Le représentant de la Commission économique pour l’Afrique des Nations-unies, Melaku Desta, a félicité les Comores d’avoir été parmi les pays fondateurs de la Zlecaf en signant l’accord du 21 mars 2018 à Kigali. Mais l’expert de la Cea a sollicité la ratification de l’Accord «aussi longtemps que possible». A ce jour, l’Accord sur la Zlecaf a été signé par tous les pays africains à l’exception de l’Erythrée, d’après M. Desta qui a donc fait un plaidoyer pour une ratification par les Comores. Reconnaissant que la Zlecaf va créer un mouvement nouveau de facilitation et «d’accroissement des échanges commerciaux et des investissements» au niveau africain, le chef de l’Etat demande des préalables notamment «une stratégie nationale de mise en œuvre de l’Accord» mais aussi une politique nationale qui permettra de mobiliser les capacités nationales en matière commerciale par le renforcement du cadre institutionnel et l’appui conséquent des entreprises nationales et autres acteurs liés au commerce, le secteur privé en particulier.
Les capacités nationales en matière commerciale
L’Accord sur la Zlecaf comporte l’accord général et trois grandes annexes : le protocole sur le commerce des marchandises, le protocole sur le commerce des services et le protocole sur les règles et procédures relatives au règlement des différends. «La réussite de la Zlecaf dépendra de notre capacité de s’appuyer sur les Communautés économiques régionales, qui sont un maillon essentiel dans le processus d’intégration économique, la réalisation des objectifs de développement durable sur le continent africain, ainsi que dans l’opérationnalisation de l’Agenda 2063», a souligné Azali Assoumani, ajoutant ainsi que «chaque pays doit par conséquent s’approprier la mise en œuvre graduelle des instruments juridiques de la Zlecaf».

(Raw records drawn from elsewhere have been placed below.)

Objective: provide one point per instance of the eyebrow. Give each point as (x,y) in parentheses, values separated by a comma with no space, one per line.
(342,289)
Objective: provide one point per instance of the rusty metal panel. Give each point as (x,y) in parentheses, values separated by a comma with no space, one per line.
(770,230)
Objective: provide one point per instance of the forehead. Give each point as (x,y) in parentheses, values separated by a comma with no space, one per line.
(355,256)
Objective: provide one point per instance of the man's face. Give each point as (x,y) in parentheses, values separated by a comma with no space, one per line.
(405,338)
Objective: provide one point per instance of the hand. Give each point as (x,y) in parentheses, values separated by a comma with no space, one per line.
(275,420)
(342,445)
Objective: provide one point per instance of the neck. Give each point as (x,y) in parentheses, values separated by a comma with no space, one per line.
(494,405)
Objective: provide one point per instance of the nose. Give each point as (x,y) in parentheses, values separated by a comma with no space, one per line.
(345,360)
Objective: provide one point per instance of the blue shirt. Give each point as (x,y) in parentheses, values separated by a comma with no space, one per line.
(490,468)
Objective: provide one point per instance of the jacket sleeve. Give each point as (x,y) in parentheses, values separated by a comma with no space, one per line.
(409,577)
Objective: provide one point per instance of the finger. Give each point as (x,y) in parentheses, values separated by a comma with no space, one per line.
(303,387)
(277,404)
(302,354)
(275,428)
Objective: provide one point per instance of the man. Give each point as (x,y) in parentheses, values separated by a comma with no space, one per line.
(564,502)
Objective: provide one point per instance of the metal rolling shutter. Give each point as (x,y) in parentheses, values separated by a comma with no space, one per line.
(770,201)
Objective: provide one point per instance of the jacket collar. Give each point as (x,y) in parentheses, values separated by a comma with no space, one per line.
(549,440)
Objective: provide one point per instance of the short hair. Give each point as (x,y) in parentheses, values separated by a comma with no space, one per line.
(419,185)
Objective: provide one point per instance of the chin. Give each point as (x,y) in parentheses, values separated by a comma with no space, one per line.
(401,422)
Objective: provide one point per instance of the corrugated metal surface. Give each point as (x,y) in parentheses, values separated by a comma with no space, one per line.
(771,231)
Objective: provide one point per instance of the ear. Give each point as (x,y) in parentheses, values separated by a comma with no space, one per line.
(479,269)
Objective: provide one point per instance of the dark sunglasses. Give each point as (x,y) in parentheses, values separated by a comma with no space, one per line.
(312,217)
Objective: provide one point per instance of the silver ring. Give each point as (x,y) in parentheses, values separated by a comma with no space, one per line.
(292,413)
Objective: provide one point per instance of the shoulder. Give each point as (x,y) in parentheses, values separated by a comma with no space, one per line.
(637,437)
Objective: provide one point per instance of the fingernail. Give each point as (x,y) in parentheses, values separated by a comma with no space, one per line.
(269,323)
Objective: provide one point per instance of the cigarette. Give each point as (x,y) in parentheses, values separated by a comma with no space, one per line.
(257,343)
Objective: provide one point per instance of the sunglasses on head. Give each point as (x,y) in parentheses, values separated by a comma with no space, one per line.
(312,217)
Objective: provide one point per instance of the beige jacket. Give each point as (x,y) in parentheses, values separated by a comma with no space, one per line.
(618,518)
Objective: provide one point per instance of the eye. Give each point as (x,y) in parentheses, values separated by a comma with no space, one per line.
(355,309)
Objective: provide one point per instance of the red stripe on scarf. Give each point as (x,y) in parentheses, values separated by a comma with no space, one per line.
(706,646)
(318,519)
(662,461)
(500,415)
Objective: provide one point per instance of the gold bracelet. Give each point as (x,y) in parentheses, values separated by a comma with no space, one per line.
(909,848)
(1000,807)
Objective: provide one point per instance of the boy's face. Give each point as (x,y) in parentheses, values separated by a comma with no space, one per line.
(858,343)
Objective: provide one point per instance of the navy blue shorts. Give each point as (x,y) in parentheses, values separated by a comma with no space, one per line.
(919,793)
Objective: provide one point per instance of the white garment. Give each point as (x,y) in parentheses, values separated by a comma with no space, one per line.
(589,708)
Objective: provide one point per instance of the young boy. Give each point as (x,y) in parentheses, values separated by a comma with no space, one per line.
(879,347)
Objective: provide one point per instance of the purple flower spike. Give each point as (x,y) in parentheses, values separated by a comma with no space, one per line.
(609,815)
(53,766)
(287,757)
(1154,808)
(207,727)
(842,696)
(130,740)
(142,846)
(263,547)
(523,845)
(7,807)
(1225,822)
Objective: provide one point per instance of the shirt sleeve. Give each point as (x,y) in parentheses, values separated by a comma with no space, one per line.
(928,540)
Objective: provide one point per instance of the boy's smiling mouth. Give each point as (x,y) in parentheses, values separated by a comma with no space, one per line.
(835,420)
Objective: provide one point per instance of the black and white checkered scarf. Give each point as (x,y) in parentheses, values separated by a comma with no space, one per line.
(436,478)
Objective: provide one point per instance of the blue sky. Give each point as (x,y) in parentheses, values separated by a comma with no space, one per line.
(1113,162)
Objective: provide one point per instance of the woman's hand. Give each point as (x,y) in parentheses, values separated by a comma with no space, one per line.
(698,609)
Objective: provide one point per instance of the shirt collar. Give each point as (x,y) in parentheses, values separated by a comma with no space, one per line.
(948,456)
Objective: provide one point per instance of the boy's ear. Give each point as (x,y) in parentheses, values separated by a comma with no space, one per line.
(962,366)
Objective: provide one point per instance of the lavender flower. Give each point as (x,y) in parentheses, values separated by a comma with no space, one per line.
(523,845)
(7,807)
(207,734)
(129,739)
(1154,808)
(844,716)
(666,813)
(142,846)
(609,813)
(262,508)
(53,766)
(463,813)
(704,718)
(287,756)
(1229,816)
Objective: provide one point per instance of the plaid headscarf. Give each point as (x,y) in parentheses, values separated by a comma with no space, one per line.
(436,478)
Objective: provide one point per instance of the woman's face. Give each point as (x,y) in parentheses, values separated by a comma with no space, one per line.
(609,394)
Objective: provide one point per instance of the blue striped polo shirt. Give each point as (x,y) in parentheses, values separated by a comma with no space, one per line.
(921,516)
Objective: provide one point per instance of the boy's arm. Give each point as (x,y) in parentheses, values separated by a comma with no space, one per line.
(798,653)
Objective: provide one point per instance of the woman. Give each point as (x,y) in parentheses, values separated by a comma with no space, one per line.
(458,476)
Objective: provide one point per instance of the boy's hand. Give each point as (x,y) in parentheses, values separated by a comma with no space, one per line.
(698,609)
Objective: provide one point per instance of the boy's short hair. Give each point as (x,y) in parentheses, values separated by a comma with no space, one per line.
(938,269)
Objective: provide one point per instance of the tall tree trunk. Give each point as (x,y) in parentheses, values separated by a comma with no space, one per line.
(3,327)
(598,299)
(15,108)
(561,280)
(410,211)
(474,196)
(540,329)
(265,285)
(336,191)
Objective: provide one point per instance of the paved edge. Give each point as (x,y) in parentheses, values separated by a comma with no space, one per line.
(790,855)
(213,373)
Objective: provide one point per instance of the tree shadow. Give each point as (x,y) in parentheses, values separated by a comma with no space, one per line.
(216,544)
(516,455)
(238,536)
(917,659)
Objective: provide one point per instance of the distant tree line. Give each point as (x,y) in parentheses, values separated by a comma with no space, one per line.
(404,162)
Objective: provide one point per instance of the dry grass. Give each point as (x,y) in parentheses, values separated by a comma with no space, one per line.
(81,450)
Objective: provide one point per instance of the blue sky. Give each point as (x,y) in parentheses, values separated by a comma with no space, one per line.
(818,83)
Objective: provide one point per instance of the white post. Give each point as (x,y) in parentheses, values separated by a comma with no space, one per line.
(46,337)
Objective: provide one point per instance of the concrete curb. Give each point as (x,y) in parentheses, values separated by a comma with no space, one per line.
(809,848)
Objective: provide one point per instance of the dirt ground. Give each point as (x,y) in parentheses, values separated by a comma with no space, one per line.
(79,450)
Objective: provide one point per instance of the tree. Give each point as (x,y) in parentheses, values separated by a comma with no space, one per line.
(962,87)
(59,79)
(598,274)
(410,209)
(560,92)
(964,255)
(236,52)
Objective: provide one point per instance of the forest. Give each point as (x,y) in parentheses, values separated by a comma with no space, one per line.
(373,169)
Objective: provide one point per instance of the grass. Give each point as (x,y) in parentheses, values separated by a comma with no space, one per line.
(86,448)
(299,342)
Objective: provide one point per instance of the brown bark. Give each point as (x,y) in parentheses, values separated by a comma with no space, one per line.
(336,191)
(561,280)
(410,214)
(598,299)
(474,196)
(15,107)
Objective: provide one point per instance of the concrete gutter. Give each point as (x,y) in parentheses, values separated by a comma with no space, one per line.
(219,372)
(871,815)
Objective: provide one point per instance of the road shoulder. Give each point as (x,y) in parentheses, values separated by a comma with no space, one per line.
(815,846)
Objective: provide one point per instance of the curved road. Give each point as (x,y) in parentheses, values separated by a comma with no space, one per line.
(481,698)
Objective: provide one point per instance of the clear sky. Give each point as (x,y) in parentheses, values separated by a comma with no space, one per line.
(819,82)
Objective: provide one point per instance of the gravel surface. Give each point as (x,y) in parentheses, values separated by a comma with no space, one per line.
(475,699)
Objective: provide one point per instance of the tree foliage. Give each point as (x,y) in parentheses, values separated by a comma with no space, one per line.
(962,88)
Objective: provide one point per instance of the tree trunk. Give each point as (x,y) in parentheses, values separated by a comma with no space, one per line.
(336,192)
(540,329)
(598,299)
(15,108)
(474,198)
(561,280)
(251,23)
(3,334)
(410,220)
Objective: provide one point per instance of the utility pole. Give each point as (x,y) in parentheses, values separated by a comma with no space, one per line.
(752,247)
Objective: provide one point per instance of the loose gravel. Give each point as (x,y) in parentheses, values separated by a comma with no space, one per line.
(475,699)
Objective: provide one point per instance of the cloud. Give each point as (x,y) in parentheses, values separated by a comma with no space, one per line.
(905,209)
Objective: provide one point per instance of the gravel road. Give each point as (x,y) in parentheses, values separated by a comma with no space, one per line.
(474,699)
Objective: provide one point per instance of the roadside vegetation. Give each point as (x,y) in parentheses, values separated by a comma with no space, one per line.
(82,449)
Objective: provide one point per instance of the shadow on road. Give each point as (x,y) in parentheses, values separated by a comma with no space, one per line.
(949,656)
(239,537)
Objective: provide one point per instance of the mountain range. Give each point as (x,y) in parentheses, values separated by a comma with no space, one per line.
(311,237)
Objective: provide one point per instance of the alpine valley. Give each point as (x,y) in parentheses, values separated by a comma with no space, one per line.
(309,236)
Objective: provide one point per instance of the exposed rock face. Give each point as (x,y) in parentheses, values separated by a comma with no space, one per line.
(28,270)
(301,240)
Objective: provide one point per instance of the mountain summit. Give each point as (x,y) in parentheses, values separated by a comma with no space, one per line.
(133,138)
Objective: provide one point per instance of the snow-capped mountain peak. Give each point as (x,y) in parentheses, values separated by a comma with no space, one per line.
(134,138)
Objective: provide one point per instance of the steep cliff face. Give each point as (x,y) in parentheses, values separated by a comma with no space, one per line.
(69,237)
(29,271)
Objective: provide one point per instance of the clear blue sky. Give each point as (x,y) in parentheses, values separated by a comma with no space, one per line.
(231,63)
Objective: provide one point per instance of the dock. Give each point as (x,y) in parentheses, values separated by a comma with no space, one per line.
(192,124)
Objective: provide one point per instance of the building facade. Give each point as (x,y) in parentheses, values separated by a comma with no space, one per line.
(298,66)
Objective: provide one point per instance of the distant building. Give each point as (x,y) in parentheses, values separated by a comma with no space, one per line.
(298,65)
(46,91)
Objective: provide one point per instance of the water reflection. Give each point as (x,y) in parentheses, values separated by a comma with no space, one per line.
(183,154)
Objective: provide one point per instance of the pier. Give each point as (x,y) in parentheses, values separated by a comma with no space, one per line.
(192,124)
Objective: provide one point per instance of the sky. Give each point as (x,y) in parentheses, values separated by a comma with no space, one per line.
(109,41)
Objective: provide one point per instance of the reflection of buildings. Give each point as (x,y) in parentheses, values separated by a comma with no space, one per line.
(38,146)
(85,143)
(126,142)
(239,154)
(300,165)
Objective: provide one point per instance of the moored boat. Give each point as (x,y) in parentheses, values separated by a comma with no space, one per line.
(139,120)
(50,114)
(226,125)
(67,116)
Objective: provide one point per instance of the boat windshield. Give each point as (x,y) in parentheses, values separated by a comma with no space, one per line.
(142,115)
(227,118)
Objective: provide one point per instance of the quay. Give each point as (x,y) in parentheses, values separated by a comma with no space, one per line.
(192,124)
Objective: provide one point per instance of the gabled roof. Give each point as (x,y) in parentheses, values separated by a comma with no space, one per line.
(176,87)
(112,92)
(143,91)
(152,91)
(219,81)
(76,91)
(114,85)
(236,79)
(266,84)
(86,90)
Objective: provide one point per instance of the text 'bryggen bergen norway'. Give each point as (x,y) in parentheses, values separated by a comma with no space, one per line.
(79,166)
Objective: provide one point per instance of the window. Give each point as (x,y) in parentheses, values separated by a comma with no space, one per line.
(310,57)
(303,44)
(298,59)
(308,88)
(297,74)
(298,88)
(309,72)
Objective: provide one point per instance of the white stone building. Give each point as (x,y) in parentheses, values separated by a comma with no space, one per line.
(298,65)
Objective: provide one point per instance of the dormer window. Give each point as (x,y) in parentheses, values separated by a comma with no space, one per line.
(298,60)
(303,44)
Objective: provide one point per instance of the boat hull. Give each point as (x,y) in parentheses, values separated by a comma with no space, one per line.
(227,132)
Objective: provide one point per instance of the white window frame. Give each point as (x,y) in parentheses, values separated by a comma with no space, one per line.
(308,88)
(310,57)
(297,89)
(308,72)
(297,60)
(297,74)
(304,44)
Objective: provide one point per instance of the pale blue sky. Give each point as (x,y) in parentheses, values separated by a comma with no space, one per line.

Certes, la Zlecaf va sonner la fin des barrières avec la perte éventuelle des recettes douanières qui couvrent, par exemple aux Comores «plus de 65%» des charges de l’Etat. Mais la Zone de libre-échange va, selon certains, ouvrir des perspectives meilleures devant tirer les petites économies vers le haut, les sortir de l’autarcie en les rendant donc beaucoup plus compétitives avec des économies d’échelle qui profiteront aux entreprises et aux populations africaines.
Sortir les économies africaines de l’autarcie
Avec un marché estimé à 1,2 milliard de consommateurs, l’Afrique pourrait voir sa croissance doubler grâce aux échanges «avec un Pib estimé à 3.000 milliards et 300.000 emplois d’ici à 2025», d’après l’Union africaine. Même si le chemin reste encore long pour faire respecter les préceptes du libéralisme économique avec une suppression totale des barrières tarifaires et non tarifaires afin de faciliter la libre-circulation effective des biens et des personnes. Des consultations préliminaires sont engagées dans les cinq Petits Etats insulaires en développement africains (Peid) : le Cap Vert, les Comores, l’Ile Maurice, Sao-Tomé-Et-Principe et les Seychelles. Il s’agit notamment d’identifier «les opportunités de création de valeur ajoutée et d’expansion des débouchés commerciaux dans les secteurs prioritaires, notamment l’économie bleue, les Tics et les services financiers» mais aussi «les opportunités de diversification de l’exportation des biens et services vers le marché continental», d’après un communiqué de presse remis aux journalistes.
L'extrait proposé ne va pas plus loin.